In this article, we will take a look at the 7 best restaurant stocks to buy for growth in 2026.
2024 was a challenging year for the restaurant industry, which struggled under inflation and reduced discretionary spending. The industry did a great job of turning it around in 2025 by carrying out menu changes and cashing in on a healthier spending appetite of the general public. 2026 is about to test that turnaround for more reasons than one.
Earlier this year, the US Department of Agriculture released its 2026 price outlook for the food industry. One thing to note in that outlook was that the prices of products relied on by the takeaway and dine-out industry were expected to increase by nearly 5%.
Beef prices offer an interesting example. They are expected to rise by 9.4% in 2026. Add to this rising inflation, reduced disposable income, and expensive restaurant food, and restaurants will face a whole new challenge.
According to a McKinsey & Company report on the industry, more than half of the spending on food and beverages in the USA is away from home. This is positive, but could change as prices rise. Breakfast habits already point to this shift as people stop spending in the earlier part of the day, according to the report:
The sharpest shift, however, is happening at breakfast, once the hottest growth area for restaurant operators. In both FSRs and LSRs, breakfast-spending growth now lags behind all other dayparts. When consumers feel their budgets are pinched, they tend to cut back on breakfast spending, since it is often seen as a more discretionary dining category.
Even in this uncertain environment, some restaurants are expected to grow their topline. We decided to create a list of the best restaurant stocks to buy for growth in 2026.
Our Methodology
To come up with our list of 7 best restaurant stocks to buy for growth in 2026, we only considered stocks in the restaurant industry with a market cap of at least $2 billion. We then looked at their expected revenue growth rate for 2026 and filtered out companies with growth rates of at least 10%. We limited our final selection to companies that have recently reported noteworthy developments likely to impact investor sentiment. These stocks are also popular among analysts and elite hedge funds and are listed in ascending order of the number of hedge funds holding them in their portfolios.
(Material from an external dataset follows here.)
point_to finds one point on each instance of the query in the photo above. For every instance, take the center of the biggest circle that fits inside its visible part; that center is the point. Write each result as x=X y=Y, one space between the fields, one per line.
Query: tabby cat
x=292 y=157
Why are we interested in the stocks that hedge funds pile into? The reason is simple: our research has shown that we can outperform the market by imitating the top stock picks of the best hedge funds. Our quarterly newsletter’s strategy selects 14 small-cap and large-cap stocks every quarter and has returned 498.7% since May 2014, beating its benchmark by 303 percentage points (see more details here).
Note: All share price data in the article is as per market close on March 23.
7. CAVA Group, Inc. (NYSE:CAVA)
On March 16, JP Morgan’s John Ivankoe maintained his Buy rating on the CAVA Group, Inc. (NYSE:CAVA) stock, along with a price target of $80. This is below the stock’s current market price. Sara Senatore of the Bank of America Securities has a higher price target of $95, which she reiterated on March 11. This also happens to be the highest price target on Wall Street, offering 13% upside from here.
These updates come after the company’s Q4 2025 results announced on February 24. Despite pressure on margins, which will likely worsen given higher oil prices and resulting inflation, management is planning 74 to 76 new restaurant openings in 2026. While the management does not plan any price increases in its menu, this was said before oil prices took off at the end of February.
Apart from the new markets being targeted, the company also announced the addition of its first-ever seafood offering: Pomegranate-glazed Salmon. The item is expected to be available in restaurants by the end of Q1 2026. The new item is also expected to put pressure on the company’s margins in the short term.
CAVA Group, Inc. (NYSE:CAVA) is an operator and owner of a chain of restaurants under the CAVA brand across the United States. The company also offers spreads, dips, and dressings through grocery stores, as well as online and mobile ordering platforms.